Error “550 xxxx is not allowed to send mail from” – 3 Causes and Fixes
And as part of our services, we resolve technical support queries posted by hosting users.
A common email bounce error we see in support requests is:
This is an SMTP server at mx.sender.com Your message could not be delivered to the following address: <firstname.lastname@example.org> from <email@example.com> to <firstname.lastname@example.org> Connected to recipient-mx.com:yy.yy.yy.yy but sender was rejected. STARTTLS proto=TLSv1.2; cipher=DHE-RSA-AES256-SHA. Remote host said: 550 5.1.0 xx.xx.xx.xx is not allowed to send from <domain1.com> per it's SPF Record. Please inspect your SPF settings, and try again.

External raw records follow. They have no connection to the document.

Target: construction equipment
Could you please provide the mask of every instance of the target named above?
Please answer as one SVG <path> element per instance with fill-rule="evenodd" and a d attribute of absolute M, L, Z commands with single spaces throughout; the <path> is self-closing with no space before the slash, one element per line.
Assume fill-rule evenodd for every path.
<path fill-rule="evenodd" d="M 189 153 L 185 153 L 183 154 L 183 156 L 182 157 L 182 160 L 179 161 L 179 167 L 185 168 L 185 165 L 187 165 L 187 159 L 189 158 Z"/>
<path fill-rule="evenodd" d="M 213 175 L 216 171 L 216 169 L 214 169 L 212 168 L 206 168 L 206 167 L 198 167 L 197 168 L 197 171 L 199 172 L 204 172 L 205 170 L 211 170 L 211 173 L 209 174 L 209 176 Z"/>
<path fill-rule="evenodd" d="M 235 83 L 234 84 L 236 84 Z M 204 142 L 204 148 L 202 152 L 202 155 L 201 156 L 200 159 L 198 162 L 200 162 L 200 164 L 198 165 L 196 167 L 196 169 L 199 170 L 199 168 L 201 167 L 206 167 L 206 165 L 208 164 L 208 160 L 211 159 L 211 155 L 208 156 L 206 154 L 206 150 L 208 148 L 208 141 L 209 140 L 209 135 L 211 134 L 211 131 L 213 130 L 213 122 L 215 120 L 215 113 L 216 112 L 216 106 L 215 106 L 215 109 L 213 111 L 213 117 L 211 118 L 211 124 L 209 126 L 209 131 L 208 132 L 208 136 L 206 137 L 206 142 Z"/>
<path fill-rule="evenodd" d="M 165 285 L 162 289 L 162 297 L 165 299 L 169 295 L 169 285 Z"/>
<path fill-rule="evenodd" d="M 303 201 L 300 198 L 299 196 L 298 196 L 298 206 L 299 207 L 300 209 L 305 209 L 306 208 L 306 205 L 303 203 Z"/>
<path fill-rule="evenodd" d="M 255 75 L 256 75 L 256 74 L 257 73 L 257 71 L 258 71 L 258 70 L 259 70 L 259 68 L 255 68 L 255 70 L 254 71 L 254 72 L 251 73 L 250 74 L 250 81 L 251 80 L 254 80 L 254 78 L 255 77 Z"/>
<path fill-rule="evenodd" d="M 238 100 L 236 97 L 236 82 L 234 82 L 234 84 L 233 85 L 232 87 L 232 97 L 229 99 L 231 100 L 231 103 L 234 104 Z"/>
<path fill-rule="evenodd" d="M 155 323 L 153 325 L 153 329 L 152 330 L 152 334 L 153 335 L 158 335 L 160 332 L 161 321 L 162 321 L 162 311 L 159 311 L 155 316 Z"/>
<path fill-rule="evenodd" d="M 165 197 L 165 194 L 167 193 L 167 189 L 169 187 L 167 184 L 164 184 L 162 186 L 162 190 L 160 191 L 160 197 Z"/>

This means that the mail failed an anti-spam check called SPF, and it was rejected by the recipient’s server.
What is the error “550 5.1.0 [ IP ] is not allowed to send from”?
Many mail servers use an anti-spam defense called SPF (Sender Policy Framework).
Using SPF, mail servers will check if an incoming mail is sent from an “authorized” mail server. For this it uses a DNS record called SPF.
SPF records are set by default by many hosting providers, and contains the website’s IP address (A record) and the domain’s mail server IPs (MX records).
For eg. here’s a typical SPF record:
$ dig +short txt bobcares.com "v=spf1 a mx ip4:220.127.116.11 -all"
This means that mail servers will check if a mail coming from <any-name>@bobcares.com originated from any of these:
- IP in A record
- IP in MX record
If the mail originated from some other IP, it is considered a forged mail, and discarded.
SPF errors might also be shown as:
SMTP error from remote server for RCPT TO command, host: recipient-mx.com (yy.yy.yy.yy) reason: 550 : SPF: xx.xx.xx.xx is not allowed to send mail from email@example.com
firstname.lastname@example.org: SMTP error from remote server for RCPT TO command, host: recipient-mx.com (yy.yy.yy.yy) reason: 550 xx.xx.xx.xx is not allowed to send mail from domain1.com
What are the causes of “[ IP ] is not allowed” error
SPF checks rely on the proper configuration and functioning of DNS.
We’ve seen a wide range of causes for SPF fail that includes name server errors, domain expiration, DNS errors and more.
However, most support issues are caused by these 3 errors:
1. Wrong entry in MX or A records
SPF records can be a bit confusing.
We’ve seen VPS users and Shared hosting users set wrong entries, usually when they have recently switched servers.
Users forget to update the IP in SPF records, which causes mails from the new servers to be rejected.
Solution : We fix this issue by setting the right IP in SPF, and by including A and MX records in the list.
2. Missing SPF record for external MX
Many businesses use Google Apps and similar services to host their mail.
But if Google mail servers are not included in the SPF record, the mail will fail.
Solution : This issue is fixed by Including the external mail service IP or their domain name in the SPF record, like so:
v=spf1 a mx include:_spf.google.com -all
3. Name server downtime or syncing issues
Almost all hosting providers use multiple servers to serve DNS records.
DNS entries updated in one server automatically syncs to all others.
But there are cases where new SPF entries has failed to sync or the DNS servers were unreachable. This causes the SPF record lookup to fail, and the mail to bounce.
Solution : Name servers can fail due to many reasons such as network errors, config issues, authentication issues, etc. We analyze the events in server log, fix the exact cause, and fix the issue.
“550 xxxx is not allowed to send mail from” is en email bounce error caused when the sender’s IP address do not match the IPs in SPF records. Here we’ve discussed 3 causes for this error, and how we fix them.